Él es también la fuerza liberadora y salvadora de esa palabra; quien provoca al endemoniado la pregunta al sentirse confundido y engañado por los adoctrinamientos y tradiciones a los que había sido sometido por los mandatarios. Jesús, rompiendo barreras, pone de manifiesto las falsedades de cosas que, como el endemoniado, muchos seres humanos atribuyen a un Dios poderoso pero sin corazón. La revelación de que Jesús Nazareno es «El Santo de Dios» pone de manifiesto la capacidad del espíritu inmundo para reconocer la mano liberadora de Dios donde otros se ocupan en condenar a las personas privándolas de su libertad de pensar, de creer y de su dignidad humana.

Esa fuerza liberadora de Jesucristo alcanza a la humanidad entera siendo más fuerte que el mismo poder del mal como expresión de nuestras esclavitudes y egoísmos. Pues no sólo tiene autoridad la palabra de Jesús sino, y sobre todo, sus obras en total coherencia de vida con esa Palabra de Dios. Es esa comprobación lo que suscita admiración, autoridad y asombro a los que le siguen.

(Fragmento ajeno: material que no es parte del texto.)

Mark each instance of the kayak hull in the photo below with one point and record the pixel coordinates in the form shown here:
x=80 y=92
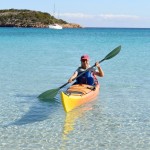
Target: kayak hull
x=77 y=95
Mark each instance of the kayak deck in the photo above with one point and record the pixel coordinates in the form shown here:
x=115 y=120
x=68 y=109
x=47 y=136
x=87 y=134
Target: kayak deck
x=77 y=95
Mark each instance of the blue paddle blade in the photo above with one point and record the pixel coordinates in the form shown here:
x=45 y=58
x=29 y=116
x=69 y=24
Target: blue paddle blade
x=50 y=94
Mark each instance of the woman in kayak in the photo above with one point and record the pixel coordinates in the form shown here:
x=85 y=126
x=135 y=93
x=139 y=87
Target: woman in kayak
x=90 y=76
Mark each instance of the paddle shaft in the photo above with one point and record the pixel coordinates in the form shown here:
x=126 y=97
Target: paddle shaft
x=52 y=93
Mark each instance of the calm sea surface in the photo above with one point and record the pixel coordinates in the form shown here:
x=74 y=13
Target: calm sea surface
x=35 y=60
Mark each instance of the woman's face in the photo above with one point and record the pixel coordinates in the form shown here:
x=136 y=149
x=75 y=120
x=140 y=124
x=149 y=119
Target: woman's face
x=85 y=63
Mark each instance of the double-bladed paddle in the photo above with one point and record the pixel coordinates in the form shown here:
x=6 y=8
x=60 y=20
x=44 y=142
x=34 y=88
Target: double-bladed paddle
x=50 y=94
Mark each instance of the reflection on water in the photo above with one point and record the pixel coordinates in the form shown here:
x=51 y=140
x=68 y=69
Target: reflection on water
x=71 y=118
x=39 y=111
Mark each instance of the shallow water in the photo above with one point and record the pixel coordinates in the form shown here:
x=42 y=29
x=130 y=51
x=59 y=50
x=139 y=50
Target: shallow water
x=35 y=60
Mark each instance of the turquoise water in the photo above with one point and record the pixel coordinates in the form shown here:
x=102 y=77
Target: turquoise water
x=35 y=60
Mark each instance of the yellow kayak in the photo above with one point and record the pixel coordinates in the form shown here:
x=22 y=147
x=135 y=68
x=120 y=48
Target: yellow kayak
x=77 y=95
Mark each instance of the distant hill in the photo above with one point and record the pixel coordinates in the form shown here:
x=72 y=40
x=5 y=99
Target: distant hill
x=29 y=18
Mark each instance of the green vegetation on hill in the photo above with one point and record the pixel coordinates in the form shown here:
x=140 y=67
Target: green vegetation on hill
x=27 y=18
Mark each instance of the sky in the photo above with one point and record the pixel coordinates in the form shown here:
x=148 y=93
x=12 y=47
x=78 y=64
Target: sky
x=90 y=13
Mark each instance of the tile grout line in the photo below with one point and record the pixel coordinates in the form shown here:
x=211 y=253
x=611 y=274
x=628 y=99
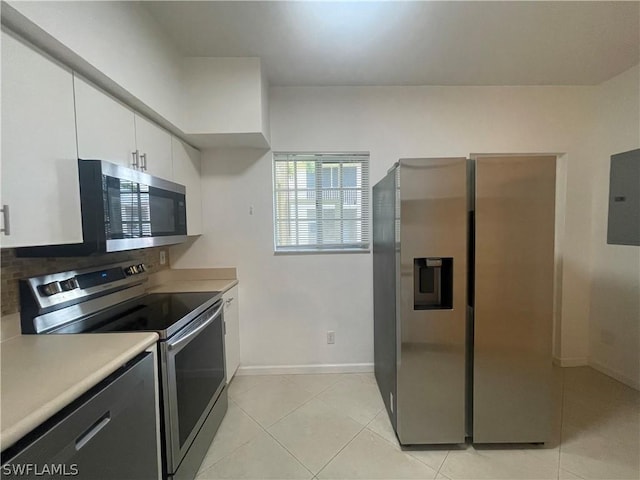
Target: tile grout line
x=350 y=441
x=241 y=445
x=331 y=407
x=280 y=419
x=340 y=451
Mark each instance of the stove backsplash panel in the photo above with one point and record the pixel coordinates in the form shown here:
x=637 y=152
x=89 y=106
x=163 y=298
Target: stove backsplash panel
x=13 y=268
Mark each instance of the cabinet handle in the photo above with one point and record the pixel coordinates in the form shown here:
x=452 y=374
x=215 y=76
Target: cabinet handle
x=93 y=430
x=6 y=229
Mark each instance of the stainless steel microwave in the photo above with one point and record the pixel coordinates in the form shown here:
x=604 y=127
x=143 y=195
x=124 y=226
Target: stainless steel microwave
x=122 y=209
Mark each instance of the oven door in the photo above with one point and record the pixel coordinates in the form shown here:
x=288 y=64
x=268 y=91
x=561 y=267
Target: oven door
x=194 y=376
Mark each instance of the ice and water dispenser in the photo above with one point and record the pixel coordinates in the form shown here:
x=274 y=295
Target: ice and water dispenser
x=432 y=283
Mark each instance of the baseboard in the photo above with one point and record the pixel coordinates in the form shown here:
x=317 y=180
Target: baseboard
x=302 y=369
x=633 y=383
x=571 y=361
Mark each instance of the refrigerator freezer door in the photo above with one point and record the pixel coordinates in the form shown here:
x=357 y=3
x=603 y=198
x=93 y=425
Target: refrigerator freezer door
x=385 y=284
x=514 y=253
x=431 y=341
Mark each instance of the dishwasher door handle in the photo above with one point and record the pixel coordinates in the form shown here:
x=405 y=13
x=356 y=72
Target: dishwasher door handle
x=93 y=430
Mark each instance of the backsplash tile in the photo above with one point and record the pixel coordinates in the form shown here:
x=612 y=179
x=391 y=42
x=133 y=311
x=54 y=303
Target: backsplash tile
x=13 y=268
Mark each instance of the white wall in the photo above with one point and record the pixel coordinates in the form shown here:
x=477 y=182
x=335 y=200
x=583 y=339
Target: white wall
x=614 y=345
x=222 y=95
x=120 y=40
x=289 y=302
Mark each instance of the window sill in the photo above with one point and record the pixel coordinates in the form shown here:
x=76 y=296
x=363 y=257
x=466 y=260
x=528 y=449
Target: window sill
x=316 y=251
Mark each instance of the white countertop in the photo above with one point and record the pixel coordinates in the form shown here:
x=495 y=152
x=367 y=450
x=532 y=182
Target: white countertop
x=41 y=374
x=179 y=286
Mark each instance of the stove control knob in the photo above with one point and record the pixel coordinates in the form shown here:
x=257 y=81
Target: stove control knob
x=69 y=284
x=51 y=288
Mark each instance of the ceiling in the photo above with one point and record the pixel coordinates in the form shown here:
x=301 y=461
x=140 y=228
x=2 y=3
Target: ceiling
x=413 y=43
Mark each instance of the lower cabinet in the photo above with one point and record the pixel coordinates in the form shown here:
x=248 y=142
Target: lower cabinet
x=232 y=332
x=110 y=432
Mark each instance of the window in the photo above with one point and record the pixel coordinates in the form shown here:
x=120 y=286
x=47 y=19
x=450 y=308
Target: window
x=321 y=201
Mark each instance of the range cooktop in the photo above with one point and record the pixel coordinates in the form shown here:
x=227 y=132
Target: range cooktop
x=164 y=313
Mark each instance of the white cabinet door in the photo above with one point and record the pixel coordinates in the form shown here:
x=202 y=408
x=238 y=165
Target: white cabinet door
x=186 y=171
x=154 y=145
x=106 y=128
x=232 y=334
x=39 y=155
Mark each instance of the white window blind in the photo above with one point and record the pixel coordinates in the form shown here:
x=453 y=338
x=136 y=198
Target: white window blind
x=321 y=201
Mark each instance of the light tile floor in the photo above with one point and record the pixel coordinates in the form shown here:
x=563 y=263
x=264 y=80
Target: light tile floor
x=335 y=427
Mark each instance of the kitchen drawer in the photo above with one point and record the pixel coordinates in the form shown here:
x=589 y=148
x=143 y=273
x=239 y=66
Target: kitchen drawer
x=110 y=432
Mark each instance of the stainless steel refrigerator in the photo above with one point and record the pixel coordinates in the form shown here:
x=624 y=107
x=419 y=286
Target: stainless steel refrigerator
x=463 y=262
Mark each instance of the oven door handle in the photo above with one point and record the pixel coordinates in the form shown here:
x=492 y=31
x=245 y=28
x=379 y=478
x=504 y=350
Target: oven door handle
x=180 y=342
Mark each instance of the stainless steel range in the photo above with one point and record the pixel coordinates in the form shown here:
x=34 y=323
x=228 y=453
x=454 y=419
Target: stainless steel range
x=112 y=298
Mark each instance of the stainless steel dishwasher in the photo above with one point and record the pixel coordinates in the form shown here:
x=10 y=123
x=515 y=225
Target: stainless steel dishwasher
x=108 y=433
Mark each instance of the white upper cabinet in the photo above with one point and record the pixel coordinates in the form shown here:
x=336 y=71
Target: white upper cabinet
x=226 y=102
x=39 y=155
x=106 y=128
x=186 y=171
x=111 y=131
x=154 y=149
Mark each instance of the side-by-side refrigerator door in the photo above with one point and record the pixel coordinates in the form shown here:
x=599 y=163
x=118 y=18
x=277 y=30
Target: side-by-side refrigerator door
x=514 y=271
x=433 y=299
x=385 y=273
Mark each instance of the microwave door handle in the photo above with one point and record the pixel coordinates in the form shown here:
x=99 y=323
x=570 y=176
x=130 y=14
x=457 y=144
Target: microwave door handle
x=182 y=341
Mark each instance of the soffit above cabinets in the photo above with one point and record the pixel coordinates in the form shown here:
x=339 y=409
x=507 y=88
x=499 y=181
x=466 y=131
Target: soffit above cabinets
x=317 y=43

Hoy también se nos invita a los cristianos a ser testigos creíbles en el mundo de la obra redentora de Jesucristo, no sólo con palabras sino sobre todo con acciones y gestos; desde esa confianza en la acción transformadora de Dios en los que nos observan, y siempre para el servicio, la entrega y el bien de las personas que nos rodean.